Innovate Motorsports OT-2 SDK User Manual

10

When our host connects to the OT-2 via Wi-Fi, it is virtually connecting to the physical
serial OUT on the device. That is, it starts seeing the same MTS data that is streaming to
the gauge. But it does not see the gauge, or any other devices chained from the OT-2’s
serial OUT on.

Because of the way the protocol works, everyone (including the host) only has access to
data generated ahead of them in the chain. Anything behind you is invisible to you.

So, from the point of view of our host (presumably an application running on the retro
looking ‘smart phone’ above), the gauge simply does not exist. We can put our finger
over it and see a straight line chain, with us at the left side of it.

At the other end of our chain from our host we have our chain’s “Head” unit. How does
that particular LC-1 know that it is the head unit? Simple, at power-up each device (but
not the host) sends an “H” to its serial IN port. If the device hears an echo, it knows that it
is the one at the end of a chain with the loop back plug.

There has been some confusion about loop back plugs (sometimes called “Arnold”, for
the sake of a pun too painful to repeat here). User’s seem confused about rather the plugs
are necessary or not. The bottom line is that a working MTS chain must always have a
loopback at the end.

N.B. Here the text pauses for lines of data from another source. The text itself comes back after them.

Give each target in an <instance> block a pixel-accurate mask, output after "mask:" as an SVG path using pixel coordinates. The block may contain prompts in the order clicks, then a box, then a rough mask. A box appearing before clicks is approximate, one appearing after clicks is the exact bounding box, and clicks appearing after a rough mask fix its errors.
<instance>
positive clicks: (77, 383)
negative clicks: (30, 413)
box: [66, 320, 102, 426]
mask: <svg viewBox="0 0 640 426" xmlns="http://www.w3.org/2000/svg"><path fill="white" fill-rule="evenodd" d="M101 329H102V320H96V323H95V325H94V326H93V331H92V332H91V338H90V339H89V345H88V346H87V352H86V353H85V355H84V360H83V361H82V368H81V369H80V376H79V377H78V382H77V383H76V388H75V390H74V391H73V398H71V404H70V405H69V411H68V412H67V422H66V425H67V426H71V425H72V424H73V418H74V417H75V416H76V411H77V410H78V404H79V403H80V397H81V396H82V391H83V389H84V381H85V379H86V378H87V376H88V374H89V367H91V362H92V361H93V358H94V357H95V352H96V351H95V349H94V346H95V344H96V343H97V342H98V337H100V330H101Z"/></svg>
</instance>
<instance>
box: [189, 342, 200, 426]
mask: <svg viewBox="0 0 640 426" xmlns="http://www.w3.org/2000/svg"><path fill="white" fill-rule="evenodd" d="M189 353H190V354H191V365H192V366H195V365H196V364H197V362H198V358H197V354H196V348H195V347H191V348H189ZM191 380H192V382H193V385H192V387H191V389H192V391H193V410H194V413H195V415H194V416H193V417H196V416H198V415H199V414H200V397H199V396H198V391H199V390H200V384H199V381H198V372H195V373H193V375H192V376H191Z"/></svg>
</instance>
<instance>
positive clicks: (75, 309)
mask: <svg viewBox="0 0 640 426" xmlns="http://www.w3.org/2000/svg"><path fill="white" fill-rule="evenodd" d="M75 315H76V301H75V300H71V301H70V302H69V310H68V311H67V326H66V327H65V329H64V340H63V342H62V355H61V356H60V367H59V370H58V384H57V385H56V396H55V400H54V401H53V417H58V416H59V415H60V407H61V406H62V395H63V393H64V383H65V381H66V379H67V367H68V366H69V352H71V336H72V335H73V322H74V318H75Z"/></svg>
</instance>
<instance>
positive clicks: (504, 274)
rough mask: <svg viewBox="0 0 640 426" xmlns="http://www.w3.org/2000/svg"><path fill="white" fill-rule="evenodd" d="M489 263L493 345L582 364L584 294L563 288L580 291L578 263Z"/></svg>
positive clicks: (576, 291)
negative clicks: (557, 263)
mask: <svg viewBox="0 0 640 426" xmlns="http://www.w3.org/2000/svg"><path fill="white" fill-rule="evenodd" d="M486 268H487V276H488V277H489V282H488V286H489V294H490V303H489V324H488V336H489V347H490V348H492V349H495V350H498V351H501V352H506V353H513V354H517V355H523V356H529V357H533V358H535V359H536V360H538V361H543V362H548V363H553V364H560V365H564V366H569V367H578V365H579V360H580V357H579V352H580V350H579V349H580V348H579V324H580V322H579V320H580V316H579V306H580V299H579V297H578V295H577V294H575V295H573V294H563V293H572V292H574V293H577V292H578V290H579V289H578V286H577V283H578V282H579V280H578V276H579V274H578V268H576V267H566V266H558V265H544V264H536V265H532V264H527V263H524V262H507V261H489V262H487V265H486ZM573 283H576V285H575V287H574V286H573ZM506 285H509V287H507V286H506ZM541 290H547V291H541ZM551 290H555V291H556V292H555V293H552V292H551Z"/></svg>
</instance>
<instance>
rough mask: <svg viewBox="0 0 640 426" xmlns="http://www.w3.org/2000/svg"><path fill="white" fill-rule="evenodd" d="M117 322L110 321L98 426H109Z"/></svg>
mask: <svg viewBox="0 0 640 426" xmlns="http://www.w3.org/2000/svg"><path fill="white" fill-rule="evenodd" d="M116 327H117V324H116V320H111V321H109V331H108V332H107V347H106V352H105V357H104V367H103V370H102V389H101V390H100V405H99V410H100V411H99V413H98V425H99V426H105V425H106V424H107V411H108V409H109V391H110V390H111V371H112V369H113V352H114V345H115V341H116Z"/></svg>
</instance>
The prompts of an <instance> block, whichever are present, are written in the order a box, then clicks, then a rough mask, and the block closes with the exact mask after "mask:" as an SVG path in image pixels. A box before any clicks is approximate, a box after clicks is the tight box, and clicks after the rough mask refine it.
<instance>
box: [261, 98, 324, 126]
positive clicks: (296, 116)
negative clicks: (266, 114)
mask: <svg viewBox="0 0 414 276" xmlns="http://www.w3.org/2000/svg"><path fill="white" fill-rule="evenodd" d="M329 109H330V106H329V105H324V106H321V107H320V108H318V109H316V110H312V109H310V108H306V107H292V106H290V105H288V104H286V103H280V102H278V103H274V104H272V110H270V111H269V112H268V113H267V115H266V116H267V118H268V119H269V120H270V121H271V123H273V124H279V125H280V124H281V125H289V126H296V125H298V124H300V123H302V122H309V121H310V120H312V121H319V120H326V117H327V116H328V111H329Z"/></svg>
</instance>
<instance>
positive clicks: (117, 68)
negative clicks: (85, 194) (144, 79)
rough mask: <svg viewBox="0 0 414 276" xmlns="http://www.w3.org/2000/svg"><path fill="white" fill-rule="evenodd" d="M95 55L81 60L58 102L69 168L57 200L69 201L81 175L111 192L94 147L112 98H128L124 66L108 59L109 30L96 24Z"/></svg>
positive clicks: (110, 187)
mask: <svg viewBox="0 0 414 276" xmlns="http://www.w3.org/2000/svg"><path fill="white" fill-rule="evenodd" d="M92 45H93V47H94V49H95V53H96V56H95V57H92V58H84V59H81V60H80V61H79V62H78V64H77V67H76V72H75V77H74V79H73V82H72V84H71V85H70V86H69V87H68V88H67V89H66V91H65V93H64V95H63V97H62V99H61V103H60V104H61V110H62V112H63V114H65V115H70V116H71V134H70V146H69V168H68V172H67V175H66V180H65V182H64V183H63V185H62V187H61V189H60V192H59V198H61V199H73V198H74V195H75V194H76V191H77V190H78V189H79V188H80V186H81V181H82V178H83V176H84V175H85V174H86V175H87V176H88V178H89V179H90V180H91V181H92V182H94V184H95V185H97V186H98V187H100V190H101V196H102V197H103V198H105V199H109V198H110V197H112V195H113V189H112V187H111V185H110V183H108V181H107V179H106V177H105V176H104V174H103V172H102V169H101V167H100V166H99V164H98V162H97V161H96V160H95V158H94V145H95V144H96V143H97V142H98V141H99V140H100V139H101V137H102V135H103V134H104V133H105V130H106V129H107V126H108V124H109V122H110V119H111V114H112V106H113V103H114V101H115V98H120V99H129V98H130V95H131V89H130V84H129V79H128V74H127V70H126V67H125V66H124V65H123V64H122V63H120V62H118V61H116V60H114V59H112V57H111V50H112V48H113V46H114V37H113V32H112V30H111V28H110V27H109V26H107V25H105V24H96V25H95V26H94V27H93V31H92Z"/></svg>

The reason that it seems like it is sometimes not necessary is that
most new MTS devices (like the OT-1b/2) self terminate when nothing is plugged into
them. Only the earlier MTS devices, like the LC-1, actually require a physical plug.

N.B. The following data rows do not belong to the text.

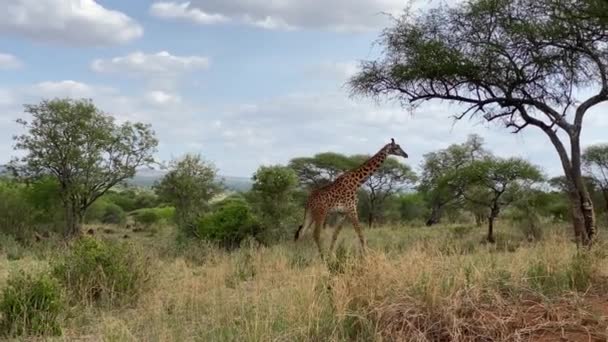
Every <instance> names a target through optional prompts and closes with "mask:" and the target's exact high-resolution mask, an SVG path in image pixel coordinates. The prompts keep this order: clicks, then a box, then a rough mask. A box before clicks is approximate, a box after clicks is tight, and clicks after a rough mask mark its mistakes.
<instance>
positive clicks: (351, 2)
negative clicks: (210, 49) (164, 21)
mask: <svg viewBox="0 0 608 342" xmlns="http://www.w3.org/2000/svg"><path fill="white" fill-rule="evenodd" d="M405 5H406V3H404V2H403V1H402V0H376V1H369V0H284V1H266V0H232V1H225V0H192V1H188V2H178V1H163V2H156V3H154V4H153V5H152V6H151V8H150V11H151V13H152V14H153V15H155V16H157V17H161V18H171V19H183V20H187V21H191V22H198V23H201V22H204V23H207V24H209V23H217V22H222V21H227V20H231V21H236V22H241V23H245V24H249V25H254V26H257V27H261V28H265V29H271V30H276V29H281V30H285V29H297V28H308V29H327V30H332V31H367V30H372V29H377V28H379V27H382V25H384V24H386V22H387V21H386V20H387V16H386V15H383V13H386V14H393V15H395V14H399V13H401V11H402V10H403V8H404V7H405ZM210 16H215V18H218V19H219V18H222V20H216V21H215V22H210V20H209V19H208V18H209V17H210ZM195 18H200V19H195ZM202 18H205V20H203V19H202Z"/></svg>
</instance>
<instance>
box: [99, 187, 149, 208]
mask: <svg viewBox="0 0 608 342" xmlns="http://www.w3.org/2000/svg"><path fill="white" fill-rule="evenodd" d="M103 197H104V198H106V199H107V200H108V201H110V202H112V203H114V204H116V205H118V206H120V207H121V208H122V209H123V210H124V211H125V212H131V211H134V210H137V209H142V208H154V207H156V206H157V205H158V204H159V200H158V196H156V194H154V192H152V191H150V190H147V189H134V188H126V189H120V190H110V191H108V193H106V194H105V195H104V196H103Z"/></svg>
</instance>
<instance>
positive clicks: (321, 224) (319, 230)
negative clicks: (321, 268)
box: [312, 220, 323, 258]
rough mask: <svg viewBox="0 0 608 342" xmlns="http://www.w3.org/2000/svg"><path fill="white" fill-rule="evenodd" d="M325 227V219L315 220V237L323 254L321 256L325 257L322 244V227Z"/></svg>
mask: <svg viewBox="0 0 608 342" xmlns="http://www.w3.org/2000/svg"><path fill="white" fill-rule="evenodd" d="M322 227H323V221H322V220H321V221H318V220H317V221H315V230H314V231H313V235H312V236H313V238H314V239H315V243H316V244H317V248H318V249H319V254H321V258H323V246H322V245H321V228H322Z"/></svg>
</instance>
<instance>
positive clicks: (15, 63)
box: [0, 53, 23, 70]
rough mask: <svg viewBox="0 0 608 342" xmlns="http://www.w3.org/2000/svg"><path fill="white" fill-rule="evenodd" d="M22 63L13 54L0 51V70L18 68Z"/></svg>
mask: <svg viewBox="0 0 608 342" xmlns="http://www.w3.org/2000/svg"><path fill="white" fill-rule="evenodd" d="M22 65H23V63H22V62H21V61H20V60H19V59H18V58H17V57H15V56H13V55H11V54H8V53H0V70H9V69H18V68H20V67H21V66H22Z"/></svg>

Once a unit has determined that it is ‘Head’, it begins to start sending data packets, each
containing what information it has (in this case, an AFR measurement) to the device’s
serial OUT connection. Data packets are always generated once every 81.92
milliseconds.

This is important because it means that the MTS stream does not just represent data
values, but also represents a timeline. As to ‘why 81.92 milliseconds?’ the answer is that
automotive science suggests that a sample rate of at least 12 Hz is very good for the types
of measurements we normally do with our equipment. But dividing 1 with 12 gives 83
and 1/3 milliseconds (lots of 3333…) But if you take an 8 MHz clock and divide it by
65536 (a 16 bit counter), you get 81.92 milliseconds. Care to guess at the clock rate of the
original LM-1 or the size of the counter registers used to generate the MTS sample rate in
it?!

So, now we have a ‘timeline’ (or sample clock) where each packet represents a ‘tick’, a
measurement from the first LC-1, and a history lesson, but what happens next? To
understand you need to remember that devices ‘see’ data from all the devices that
proceed them (it arrives on their own serial IN port). So, our second LC-1, just after the
‘head’, ‘sees’ the MTS packets transmitted by the first one.